René Pollesch: Lob des alten litauischen Regieassistenten im grauen Kittel, in: Kreation und Depression. Freiheit im gegenwärtigen Kapitalismus, hrsg.v. Christoph Menke und Juliane Rebentisch, Kadmos, Berlin 2010, S. 243–248, hier: S. 243

—Freundin A hatte nach Überidentifizierung mit ihrem Job einen Burn-out.
—Freundin B nimmt Vitamintabletten für Krebskranke, um sich fit für die Arbeit zu halten.
—Freundin C bleibt aus Stress und Angst um den Job die Regel aus.
—Freund D hat vor Aussichtslosigkeit kapituliert und macht gar nichts mehr.
—Von Freund E hört man nur noch, wenn er während einer Fünf-Minuten-Pause oder auf einem Botengang kurz mal durchruft.
—Freund F hat aus Fahrigkeit wegen seiner Überbeschäftigung innerhalb von einem Monat dreimal seine EC-Karte verloren.
—Freundin G arbeitete zweimal in Unternehmen, die von einem anonymen Investorenkonsortium übernommen wurden, woraufhin die Arbeitsatmosphäre und -motivation total in den Keller ging und sie mit ihren jeweiligen Vorgesetzten das Unternehmen verließ.
—Freundin H wurde mit einem vielversprechenden Vertrag von einer öffentlich-rechtlichen Institution angelockt, um dann ein Jahr lang auf den Vertrag zu warten, der dann doch ganz anders ausfiel als versprochen.
—Freund I ist mit unbezahlter Arbeit, mit Beziehungsarbeit, Kinderbetreuung, Körperarbeit und Arbeit am Selbst voll beschäftigt, lebt aber unter der Armutsgrenze.
—Der Job von Freundin J wurde ausgelagert.
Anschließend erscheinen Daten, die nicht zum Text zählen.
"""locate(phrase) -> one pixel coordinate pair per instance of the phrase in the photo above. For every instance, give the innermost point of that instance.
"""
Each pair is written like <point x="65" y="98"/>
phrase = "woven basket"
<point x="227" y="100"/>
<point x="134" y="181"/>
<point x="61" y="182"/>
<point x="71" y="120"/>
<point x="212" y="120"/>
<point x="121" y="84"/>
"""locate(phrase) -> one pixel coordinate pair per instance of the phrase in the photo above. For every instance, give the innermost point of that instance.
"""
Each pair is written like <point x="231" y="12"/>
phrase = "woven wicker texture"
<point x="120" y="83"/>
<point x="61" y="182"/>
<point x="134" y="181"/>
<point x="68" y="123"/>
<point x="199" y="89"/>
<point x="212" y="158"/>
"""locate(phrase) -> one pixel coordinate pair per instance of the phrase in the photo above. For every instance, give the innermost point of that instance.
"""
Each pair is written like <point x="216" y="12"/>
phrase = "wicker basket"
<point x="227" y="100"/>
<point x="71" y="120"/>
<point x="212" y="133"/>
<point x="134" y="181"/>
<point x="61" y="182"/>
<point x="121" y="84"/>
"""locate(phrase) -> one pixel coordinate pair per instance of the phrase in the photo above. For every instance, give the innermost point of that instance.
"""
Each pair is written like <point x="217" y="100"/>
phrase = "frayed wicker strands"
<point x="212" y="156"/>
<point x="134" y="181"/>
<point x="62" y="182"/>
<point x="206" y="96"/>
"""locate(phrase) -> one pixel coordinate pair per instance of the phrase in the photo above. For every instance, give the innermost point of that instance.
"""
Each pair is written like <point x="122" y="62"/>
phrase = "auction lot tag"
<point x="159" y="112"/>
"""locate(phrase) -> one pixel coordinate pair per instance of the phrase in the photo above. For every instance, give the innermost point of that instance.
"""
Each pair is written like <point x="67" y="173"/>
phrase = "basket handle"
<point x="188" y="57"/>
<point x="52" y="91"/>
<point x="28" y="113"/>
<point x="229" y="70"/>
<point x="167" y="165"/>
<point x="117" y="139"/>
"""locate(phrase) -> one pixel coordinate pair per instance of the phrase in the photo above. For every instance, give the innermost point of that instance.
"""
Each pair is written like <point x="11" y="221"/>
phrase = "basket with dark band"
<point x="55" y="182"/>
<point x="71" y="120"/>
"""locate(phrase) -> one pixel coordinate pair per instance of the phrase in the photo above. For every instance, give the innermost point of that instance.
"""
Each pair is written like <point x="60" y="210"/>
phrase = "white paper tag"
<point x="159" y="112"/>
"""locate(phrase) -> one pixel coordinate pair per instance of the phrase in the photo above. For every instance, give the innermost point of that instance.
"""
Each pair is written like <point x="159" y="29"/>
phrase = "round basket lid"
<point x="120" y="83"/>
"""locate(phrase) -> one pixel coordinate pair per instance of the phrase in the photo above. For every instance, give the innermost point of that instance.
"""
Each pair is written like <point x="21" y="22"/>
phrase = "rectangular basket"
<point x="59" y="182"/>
Nun arbeitet sie für weniger Geld in prekäreren Verhältnissen ohne die zusätzlichen Leistungen des öffentlichen Dienstes.
—Befreundetes Paar K hat sich auseinandergelebt, weil abends nach der Arbeit die Energie nicht reichte, um noch zur Wohnung des anderen zu fahren.
—Freundin L ist nach drei Stadtwechseln innerhalb von vier Jahren Dauersingle.
—Befreundetes Paar M hat sich vor kurzem getrennt, weil beide durch Pendeljobs so beschäftigt waren, dass sie sich kaum noch sahen.
—Freund N sieht sein Kind nur jedes zweite Wochenende, weil er sich für einen inhaltlich erfüllenden Job entschieden hat.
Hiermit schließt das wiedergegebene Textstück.